In the US, traditional broadcast TV ads are a major part of political campaign spending and are considered crucial for success. Ramaswamy’s decision to halt TV ad spending is notable, especially given its timing just weeks before the first significant indicators of the presidential race’s status in Iowa and New Hampshire, where a multitude of candidates are still vying for attention.
According to NBC News, the Ramaswamy campaign has not only stopped purchasing TV ads but also has no future bookings for such ads.
Despite pulling back from TV ads, Ramaswamy’s campaign will continue to invest in other advertising methods. Tricia McLaughlin, Ramaswamy’s spokesperson, explained to Axios that this shift in strategy is based on “following the data.” The campaign aims to mobilize identified voters through targeted advertising, direct mail, text messages, phone calls, and door-to-door outreach, focusing on conveying Ramaswamy’s vision for America and encouraging voter turnout.
McLaughlin acknowledged the uniqueness of their approach, emphasizing the campaign’s intention to be “nimble and hyper-targeted” in its advertising expenditures.
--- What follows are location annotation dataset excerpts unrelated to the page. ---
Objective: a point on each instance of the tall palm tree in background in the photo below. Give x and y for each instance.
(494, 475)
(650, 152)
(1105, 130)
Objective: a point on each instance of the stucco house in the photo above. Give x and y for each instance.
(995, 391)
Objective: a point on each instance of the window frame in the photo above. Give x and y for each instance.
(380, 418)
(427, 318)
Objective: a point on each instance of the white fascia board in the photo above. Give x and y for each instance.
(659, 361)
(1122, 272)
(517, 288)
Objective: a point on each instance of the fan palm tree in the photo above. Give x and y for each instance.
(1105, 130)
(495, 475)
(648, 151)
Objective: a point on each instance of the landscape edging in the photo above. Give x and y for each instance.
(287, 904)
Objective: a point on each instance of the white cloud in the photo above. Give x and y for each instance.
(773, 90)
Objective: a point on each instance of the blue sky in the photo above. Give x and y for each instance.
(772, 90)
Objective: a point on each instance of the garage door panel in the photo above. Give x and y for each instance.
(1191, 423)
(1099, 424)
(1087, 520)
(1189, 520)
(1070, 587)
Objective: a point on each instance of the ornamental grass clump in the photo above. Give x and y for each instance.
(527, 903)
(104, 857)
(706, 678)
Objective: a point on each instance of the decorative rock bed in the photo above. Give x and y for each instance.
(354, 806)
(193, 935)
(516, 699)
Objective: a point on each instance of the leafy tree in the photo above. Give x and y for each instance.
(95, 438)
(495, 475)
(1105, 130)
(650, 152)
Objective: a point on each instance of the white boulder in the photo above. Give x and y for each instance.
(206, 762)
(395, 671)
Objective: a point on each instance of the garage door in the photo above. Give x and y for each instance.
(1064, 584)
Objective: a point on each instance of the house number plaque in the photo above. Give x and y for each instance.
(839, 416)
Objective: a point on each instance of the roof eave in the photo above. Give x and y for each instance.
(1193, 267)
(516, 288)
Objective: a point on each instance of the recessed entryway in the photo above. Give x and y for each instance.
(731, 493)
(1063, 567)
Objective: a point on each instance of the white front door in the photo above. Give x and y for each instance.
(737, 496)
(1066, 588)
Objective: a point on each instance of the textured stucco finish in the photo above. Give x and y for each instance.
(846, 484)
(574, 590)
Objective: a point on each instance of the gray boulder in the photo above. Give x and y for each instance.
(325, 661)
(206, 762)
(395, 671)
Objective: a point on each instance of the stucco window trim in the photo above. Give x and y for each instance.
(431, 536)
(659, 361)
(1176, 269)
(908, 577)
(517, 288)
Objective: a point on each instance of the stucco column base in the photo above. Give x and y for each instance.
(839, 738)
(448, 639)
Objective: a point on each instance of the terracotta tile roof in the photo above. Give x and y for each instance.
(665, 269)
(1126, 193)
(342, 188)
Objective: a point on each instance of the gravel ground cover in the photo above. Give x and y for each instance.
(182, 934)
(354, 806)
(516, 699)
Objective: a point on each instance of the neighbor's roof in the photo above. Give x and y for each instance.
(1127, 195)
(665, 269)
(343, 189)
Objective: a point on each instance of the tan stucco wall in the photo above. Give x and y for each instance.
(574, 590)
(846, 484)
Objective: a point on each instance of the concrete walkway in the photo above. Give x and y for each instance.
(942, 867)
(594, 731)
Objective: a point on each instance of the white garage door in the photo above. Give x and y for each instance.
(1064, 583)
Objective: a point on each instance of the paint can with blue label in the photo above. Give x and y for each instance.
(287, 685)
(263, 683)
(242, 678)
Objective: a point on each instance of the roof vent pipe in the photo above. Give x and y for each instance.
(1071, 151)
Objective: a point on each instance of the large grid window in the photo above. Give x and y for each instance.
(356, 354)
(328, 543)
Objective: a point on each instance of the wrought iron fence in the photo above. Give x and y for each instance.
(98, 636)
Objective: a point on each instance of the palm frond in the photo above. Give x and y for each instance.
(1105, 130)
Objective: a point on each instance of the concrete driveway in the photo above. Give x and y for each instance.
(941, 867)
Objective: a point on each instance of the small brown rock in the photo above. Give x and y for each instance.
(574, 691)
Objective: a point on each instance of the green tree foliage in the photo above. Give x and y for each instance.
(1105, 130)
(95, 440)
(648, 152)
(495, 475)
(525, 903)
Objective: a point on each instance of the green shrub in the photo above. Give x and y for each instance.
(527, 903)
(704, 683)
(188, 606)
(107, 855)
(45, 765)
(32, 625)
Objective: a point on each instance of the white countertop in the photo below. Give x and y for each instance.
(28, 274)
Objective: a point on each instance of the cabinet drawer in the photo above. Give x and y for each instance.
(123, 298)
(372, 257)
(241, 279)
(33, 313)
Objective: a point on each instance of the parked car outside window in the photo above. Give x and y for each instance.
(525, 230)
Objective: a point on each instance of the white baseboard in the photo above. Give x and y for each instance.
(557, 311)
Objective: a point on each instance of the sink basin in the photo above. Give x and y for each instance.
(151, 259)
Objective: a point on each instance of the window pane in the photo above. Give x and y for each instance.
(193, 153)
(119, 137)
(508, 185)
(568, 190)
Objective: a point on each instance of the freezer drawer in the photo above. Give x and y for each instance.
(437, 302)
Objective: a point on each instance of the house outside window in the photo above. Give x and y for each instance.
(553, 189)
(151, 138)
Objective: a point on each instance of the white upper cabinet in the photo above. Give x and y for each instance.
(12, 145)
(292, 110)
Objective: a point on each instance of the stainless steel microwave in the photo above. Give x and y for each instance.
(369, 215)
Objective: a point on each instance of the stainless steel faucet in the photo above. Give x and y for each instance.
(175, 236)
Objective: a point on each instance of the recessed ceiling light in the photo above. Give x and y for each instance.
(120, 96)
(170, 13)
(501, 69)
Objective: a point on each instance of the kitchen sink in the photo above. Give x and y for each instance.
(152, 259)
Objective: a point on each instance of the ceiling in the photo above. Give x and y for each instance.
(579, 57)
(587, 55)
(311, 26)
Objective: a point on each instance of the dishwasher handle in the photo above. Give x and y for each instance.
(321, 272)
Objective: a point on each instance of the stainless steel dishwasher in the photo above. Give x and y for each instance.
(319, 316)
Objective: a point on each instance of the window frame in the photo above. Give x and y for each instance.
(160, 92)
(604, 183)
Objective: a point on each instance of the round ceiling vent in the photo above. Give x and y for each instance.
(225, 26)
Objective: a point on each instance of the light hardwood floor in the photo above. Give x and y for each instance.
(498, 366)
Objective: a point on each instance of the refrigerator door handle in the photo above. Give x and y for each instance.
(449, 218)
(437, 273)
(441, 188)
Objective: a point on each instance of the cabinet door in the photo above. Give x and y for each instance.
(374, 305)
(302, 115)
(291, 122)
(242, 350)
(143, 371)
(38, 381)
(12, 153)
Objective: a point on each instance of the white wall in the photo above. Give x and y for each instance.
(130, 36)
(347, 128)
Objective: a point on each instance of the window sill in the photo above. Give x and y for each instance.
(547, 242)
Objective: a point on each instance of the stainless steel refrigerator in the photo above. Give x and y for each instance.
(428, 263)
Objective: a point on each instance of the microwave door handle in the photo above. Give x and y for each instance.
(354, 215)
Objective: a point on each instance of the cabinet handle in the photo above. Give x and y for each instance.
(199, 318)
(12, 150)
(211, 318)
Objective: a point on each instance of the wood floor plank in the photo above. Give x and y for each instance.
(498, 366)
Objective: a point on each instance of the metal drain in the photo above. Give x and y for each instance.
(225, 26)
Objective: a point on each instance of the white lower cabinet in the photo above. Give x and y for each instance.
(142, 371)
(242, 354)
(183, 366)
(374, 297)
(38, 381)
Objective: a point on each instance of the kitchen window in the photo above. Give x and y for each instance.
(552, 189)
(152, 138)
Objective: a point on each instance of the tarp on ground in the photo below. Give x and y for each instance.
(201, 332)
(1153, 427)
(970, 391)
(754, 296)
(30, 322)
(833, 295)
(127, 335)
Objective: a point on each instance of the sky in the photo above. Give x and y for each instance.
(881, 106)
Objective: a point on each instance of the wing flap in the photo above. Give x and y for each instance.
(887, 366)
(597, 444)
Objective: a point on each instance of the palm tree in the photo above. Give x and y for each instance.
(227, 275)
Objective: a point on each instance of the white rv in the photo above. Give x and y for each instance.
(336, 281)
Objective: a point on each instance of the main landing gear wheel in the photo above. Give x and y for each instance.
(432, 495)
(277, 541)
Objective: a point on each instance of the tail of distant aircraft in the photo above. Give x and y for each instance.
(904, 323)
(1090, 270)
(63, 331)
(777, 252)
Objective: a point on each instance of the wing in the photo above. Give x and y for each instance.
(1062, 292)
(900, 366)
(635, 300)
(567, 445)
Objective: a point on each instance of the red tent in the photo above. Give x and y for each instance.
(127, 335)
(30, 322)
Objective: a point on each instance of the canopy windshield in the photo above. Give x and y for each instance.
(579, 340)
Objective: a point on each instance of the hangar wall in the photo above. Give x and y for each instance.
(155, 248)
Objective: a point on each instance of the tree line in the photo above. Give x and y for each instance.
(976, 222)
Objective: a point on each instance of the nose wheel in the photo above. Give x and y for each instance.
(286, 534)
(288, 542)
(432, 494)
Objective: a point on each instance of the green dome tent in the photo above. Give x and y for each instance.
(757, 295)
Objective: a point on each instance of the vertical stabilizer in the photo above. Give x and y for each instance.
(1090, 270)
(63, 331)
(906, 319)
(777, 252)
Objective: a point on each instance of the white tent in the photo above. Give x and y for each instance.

The political advertising market in the US is expected to reach about $16 billion in 2024. Ramaswamy’s campaign had previously launched a significant ad campaign in Iowa and New Hampshire, with Politico reporting planned expenditures of up to $12 million across these states. However, NBC News reported that the campaign has since spent only $2.2 million on TV, digital, and radio ads.
Comparatively, in one week of December, Ramaswamy’s campaign spent $6,000 on TV ads, significantly less than other GOP candidates like Donald Trump, Nikki Haley, Ron DeSantis, and Chris Christie.
Poll position
As per the latest polling data, Ramaswamy is trailing in the GOP presidential primary, with only 3.5% support nationally, according to His standings are slightly better in Iowa and New Hampshire but still lag behind the frontrunners.
The Iowa caucuses are scheduled for January 15, followed by the New Hampshire primary on January 23.
McLaughlin reiterated to NBC News the campaign’s strategic choice for a more targeted approach in ad spending, moving away from the traditional heavy reliance on TV ads. This decision comes after a substantial initial investment in TV advertising in November, as reported by Politico.
The PAC supporting Ramaswamy, American Exceptionalism, has also not invested in ads across any platform since October, as per NBC News.